Recomendações às marcas

Diante de tudo que foi analisado, são apresentadas três grandes recomendações às marcas: entenda o contexto, seja consistente com seu público-alvo e DNA da marca; e comunique emoções. “O consumidor, e principalmente os milenials, são muito mais críticos. Se a empresa sai falando sem critério, pode associar-se a simbologias que não têm nada a ver com marca, e o consumidor percebe a falta de autenticidade”, alerta Anahi.

No fator “entender o contexto”, o estudo lembra que, em primeiro lugar, é importante acompanhar os temas em debate. Além disso, entender os lados envolvidos numa discussão de um assunto ajuda marca a escolher aquela posição que o público-alvo de sua marca compartilha.

Indo para a segunda recomendação, a Kantar Millward Brown, também alerta para o fato de que qualquer que seja a escolha de comunicação da marca, ela precisa estar em sincronia com o perfil de seu público e com o próprio DNA da marca. “As marcas bem sucedidas são fieis à sua própria personalidade. Se você usar um conteúdo, tom ou estilo que não se aplica a você, os consumidores notarão que está forçando isso”, explica.

Por fim, há recomendações de como se comunicar efetivamente com o alvo, de acordo com o perfil deste. Para falar com o segmento mais avançado a marca deve ser aquela que carrega a bandeira, mas, ainda assim, é preciso cautela com o tom da campanha (toca em algum ponto muito controverso? Vai atrair apoio ou rejeição? Está usando as simbologias corretas?). No caso dos moderados, a marca não deve ir direto ao ponto, mas tomar um caminho paralelo, com tom mais suave e questionar se de fato o caminho do meio entre uma postura mais arrojada e uma mais tradicional é o melhor para a sua marca. Mas é preciso calcular o risco de ficar na zona de conforto, pois a marca pode deixar de ser vista como uma que dita tendências para aquela que simplesmente segue o que outros estão fazendo. Já para o público mais tradicional ao mesmo tempo em que uma mensagem mais avançada pode distanciar a marca do seu consumidor uma campanha misógina também não é algo recomendável em qualquer hipótese hoje em dia, porque certamente faria a marca ser atacada pelo grupo de pessoas mais progressistas e começar um buzz contra a marca.

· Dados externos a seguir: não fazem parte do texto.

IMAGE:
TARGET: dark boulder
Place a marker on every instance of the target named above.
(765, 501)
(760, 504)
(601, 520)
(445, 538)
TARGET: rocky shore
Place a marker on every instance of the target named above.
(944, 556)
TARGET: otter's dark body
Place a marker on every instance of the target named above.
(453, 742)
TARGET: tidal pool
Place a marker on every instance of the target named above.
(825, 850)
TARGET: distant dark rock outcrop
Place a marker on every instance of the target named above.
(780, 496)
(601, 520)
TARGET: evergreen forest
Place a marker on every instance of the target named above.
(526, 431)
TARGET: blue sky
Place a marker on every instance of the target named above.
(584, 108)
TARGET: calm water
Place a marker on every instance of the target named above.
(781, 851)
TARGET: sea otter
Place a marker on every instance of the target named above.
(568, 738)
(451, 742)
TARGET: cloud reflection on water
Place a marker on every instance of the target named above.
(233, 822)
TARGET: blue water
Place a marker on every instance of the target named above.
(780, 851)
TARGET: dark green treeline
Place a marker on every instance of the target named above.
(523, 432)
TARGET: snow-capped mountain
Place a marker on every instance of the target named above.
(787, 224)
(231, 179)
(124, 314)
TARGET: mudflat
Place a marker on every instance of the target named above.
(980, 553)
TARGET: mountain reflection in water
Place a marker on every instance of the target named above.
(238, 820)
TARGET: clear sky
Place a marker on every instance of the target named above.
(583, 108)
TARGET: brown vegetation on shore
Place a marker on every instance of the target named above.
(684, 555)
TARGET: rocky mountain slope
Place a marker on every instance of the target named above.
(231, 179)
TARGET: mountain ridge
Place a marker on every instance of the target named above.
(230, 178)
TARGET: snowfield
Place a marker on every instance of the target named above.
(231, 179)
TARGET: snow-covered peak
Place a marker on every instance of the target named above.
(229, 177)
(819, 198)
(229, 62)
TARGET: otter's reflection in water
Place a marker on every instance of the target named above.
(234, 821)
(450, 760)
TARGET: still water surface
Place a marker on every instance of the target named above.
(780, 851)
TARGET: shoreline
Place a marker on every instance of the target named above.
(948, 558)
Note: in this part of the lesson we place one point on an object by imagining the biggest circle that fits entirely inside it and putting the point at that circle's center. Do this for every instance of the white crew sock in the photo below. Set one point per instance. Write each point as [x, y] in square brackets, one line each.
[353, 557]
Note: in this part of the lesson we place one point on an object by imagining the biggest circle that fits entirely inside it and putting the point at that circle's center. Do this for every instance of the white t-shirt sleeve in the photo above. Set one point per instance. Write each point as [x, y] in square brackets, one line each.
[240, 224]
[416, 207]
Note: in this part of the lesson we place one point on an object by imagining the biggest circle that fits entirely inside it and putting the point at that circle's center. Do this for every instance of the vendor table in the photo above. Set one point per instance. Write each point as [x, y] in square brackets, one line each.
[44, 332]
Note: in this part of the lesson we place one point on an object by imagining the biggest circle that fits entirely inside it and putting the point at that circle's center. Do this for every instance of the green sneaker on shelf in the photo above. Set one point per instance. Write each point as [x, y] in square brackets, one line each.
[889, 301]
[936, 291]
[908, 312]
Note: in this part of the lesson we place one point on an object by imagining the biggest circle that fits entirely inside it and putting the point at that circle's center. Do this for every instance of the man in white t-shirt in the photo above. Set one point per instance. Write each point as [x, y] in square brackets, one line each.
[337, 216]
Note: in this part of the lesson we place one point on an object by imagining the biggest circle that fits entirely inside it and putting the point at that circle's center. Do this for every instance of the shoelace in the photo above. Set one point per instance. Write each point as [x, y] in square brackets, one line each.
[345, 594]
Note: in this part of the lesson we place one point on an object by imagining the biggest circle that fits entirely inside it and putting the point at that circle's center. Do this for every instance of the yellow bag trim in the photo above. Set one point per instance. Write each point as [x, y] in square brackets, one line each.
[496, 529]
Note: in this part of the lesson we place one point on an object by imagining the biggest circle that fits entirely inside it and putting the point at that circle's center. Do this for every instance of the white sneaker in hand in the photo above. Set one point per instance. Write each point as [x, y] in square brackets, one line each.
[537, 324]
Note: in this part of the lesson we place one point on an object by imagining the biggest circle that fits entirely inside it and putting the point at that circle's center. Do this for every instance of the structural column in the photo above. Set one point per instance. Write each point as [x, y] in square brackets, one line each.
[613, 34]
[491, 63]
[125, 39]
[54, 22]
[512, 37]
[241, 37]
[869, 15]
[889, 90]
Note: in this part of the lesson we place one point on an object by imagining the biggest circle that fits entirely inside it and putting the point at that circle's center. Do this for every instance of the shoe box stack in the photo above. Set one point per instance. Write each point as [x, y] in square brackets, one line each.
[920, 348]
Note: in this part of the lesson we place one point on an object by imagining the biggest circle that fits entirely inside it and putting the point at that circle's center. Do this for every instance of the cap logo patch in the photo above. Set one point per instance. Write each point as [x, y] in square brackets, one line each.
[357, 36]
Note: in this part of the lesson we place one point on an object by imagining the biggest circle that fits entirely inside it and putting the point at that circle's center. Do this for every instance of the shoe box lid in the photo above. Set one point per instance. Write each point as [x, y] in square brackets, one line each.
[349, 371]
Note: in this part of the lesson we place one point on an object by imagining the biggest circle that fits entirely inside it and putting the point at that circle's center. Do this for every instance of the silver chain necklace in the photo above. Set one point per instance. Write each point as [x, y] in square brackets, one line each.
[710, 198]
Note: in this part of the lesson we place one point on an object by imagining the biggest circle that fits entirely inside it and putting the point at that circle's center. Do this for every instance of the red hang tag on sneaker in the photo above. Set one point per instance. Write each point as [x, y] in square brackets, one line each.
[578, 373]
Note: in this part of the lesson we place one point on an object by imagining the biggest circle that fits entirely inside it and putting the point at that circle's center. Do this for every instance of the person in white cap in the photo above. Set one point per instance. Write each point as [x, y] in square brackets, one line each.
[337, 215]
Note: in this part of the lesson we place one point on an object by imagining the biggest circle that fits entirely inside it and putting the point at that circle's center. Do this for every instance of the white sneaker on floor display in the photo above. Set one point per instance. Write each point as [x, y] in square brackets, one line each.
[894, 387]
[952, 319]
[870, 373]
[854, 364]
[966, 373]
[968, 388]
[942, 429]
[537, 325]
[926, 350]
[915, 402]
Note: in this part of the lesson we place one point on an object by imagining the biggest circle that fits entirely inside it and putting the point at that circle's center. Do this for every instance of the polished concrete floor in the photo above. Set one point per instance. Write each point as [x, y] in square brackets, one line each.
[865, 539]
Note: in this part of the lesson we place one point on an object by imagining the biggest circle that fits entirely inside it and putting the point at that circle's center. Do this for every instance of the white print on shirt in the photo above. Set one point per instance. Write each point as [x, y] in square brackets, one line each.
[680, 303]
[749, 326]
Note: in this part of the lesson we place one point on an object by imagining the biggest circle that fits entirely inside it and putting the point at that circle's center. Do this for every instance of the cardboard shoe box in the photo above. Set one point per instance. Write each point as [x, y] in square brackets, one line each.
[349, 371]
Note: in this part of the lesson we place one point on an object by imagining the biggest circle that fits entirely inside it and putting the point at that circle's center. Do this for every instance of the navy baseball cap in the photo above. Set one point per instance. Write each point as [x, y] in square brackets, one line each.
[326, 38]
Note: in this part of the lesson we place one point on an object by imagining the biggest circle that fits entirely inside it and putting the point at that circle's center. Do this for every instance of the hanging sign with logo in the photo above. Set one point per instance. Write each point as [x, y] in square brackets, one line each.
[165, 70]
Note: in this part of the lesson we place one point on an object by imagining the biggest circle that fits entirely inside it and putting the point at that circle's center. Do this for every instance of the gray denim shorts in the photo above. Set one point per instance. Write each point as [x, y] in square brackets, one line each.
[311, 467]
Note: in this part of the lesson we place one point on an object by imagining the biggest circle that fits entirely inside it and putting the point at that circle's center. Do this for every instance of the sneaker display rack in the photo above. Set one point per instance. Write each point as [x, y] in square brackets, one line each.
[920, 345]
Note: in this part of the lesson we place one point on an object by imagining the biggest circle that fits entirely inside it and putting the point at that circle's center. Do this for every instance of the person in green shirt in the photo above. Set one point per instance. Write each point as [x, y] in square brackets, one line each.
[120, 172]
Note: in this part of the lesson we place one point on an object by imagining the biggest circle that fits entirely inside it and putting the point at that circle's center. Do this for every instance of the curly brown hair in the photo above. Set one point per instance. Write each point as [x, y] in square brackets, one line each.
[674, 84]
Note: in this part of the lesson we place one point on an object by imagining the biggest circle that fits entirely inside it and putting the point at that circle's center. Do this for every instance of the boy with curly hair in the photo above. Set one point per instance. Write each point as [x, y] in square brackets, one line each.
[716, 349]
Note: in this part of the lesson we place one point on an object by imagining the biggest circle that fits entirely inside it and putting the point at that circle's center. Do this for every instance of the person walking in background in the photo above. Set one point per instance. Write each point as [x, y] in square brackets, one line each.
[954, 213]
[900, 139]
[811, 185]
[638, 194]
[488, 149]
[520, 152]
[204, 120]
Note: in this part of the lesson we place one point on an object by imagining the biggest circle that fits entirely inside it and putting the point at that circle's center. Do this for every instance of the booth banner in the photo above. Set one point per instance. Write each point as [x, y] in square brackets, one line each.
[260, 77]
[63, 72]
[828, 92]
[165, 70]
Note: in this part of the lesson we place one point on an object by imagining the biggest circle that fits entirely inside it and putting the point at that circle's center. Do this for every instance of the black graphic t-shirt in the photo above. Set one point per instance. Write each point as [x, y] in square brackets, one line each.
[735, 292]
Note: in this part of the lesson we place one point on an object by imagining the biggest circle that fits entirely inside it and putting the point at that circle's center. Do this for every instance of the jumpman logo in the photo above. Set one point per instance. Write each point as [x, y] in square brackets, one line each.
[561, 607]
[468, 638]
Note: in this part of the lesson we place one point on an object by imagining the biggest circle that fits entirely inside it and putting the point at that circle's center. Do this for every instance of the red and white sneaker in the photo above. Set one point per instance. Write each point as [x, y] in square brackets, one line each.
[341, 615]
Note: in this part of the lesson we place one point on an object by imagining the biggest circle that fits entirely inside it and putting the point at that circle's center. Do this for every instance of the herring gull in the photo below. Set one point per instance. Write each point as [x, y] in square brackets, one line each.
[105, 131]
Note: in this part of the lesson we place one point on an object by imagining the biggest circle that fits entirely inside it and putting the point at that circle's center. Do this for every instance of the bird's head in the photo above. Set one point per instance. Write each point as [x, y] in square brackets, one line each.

Em todos os casos, estabelecer um laço emocional com o consumidor tem se provado fator-chave para um relacionamento poderoso. As marcas que operam para além dos fatores tangíveis e entregam emoção serão uma escolha mais fácil para os consumidores. E isso é especialmente importante quando o assunto por si, como o empoderamento feminino, já move paixões.